Independentemente de você ser de direta ou esquerda, pró ou contra Rússia ou Ucrânia, é impossível assistir “20 Days in Mariupol” sem sair impactado. Durante pouco mais de 1h30, o documentário apresenta o horror da guerra da forma mais crua possível: pai chorando sobre o corpo do filho ensanguentado, toalhas e macas repletas de sangue por todos os cantos, uma mulher grávida segurando o bebê morto no útero após bombardeio, um garoto prestes a ter a perna amputada, um bebê de 18 meses sendo ressuscitado sem sucesso pela equipe médica e, posteriormente, abraçado pelos pais completamente desolados e muito, muito, muito mais. Somente um monstro não fica comovido por tamanha barbaridade. 

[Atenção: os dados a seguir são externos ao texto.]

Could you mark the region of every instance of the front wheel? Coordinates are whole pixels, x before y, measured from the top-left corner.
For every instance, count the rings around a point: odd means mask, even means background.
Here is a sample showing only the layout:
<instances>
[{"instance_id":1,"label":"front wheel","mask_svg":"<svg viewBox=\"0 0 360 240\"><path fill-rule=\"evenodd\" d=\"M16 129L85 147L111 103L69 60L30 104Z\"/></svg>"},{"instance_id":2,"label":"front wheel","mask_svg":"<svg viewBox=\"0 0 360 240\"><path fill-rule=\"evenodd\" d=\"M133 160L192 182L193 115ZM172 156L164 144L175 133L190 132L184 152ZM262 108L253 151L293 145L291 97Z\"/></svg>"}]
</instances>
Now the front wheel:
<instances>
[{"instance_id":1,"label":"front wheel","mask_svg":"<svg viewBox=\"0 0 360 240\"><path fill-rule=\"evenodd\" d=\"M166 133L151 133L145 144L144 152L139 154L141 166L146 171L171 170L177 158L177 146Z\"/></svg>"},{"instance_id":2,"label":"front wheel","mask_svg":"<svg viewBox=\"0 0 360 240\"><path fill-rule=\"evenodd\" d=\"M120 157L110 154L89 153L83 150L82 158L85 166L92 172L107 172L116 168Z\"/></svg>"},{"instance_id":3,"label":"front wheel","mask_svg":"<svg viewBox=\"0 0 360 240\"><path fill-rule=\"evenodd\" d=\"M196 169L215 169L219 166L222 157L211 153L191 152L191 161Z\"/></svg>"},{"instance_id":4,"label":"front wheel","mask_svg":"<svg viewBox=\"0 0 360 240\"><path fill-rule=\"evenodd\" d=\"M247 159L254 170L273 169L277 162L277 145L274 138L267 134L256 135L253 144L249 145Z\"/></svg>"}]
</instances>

Todas estas imagens foram captadas pelo jornalista ucraniano Mstyslav Chernov, da Associated Press, durante os primeiros 20 dias de cerco russo a Mariupol, cidade situada no sul da Ucrânia, próxima ao país vizinho. O documentário é uma compilação assustadora destes dias de violência brutal a partir de registros que foram exibidos em veículos de comunicação ao redor do planeta. 

“20 Days in Mariupol” se mostra um documentário claramente pró-Ucrânia do início ao fim, inclusive, pela própria nacionalidade de Chernov. Logo, todas as inserções para contextualizar o espectador sobre o conflito são feitas de forma tendenciosas com uma Rússia ameaçadora seguida das atrocidades vistas em Mariupol – aliás, curioso como o presidente ucraniano Volodymyr Zelensky praticamente não aparece, exceção feita a um brevíssimo comunicado. Dentro deste caráter propagandístico de uma versão do conflito, o próprio jornalista faz questão, por exemplo, de ressaltar sobre a mentira russa de que a população civil não estava sendo atacada, seja na narração em off ou no próprio diálogo com pessoas na cidade. 

BOMBARDEIO LITERAL E FIGURADO

E justamente aqui o documentário começa a entrar em uma linha tênue entre a necessidade de se filmar como um denúncia/registro histórico e a ética e o respeito para com aquelas vítimas e seus familiares. Em um certo momento, um médico dos poucos hospitais em funcionamento solicita que Chernov entre no centro cirúrgico onde pessoas estão sendo operadas para que a atrocidade contra a população de Mariupol fique gravada. Neste mesmo momento, nota-se um olhar de indignação de uma das enfermeiras para o jornalista, mas, ela nada pode fazer. Fica evidente que nem todos ali concordavam com aquele grau de exposição de um momento tão delicado, algo que o documentário prefere ignorar. 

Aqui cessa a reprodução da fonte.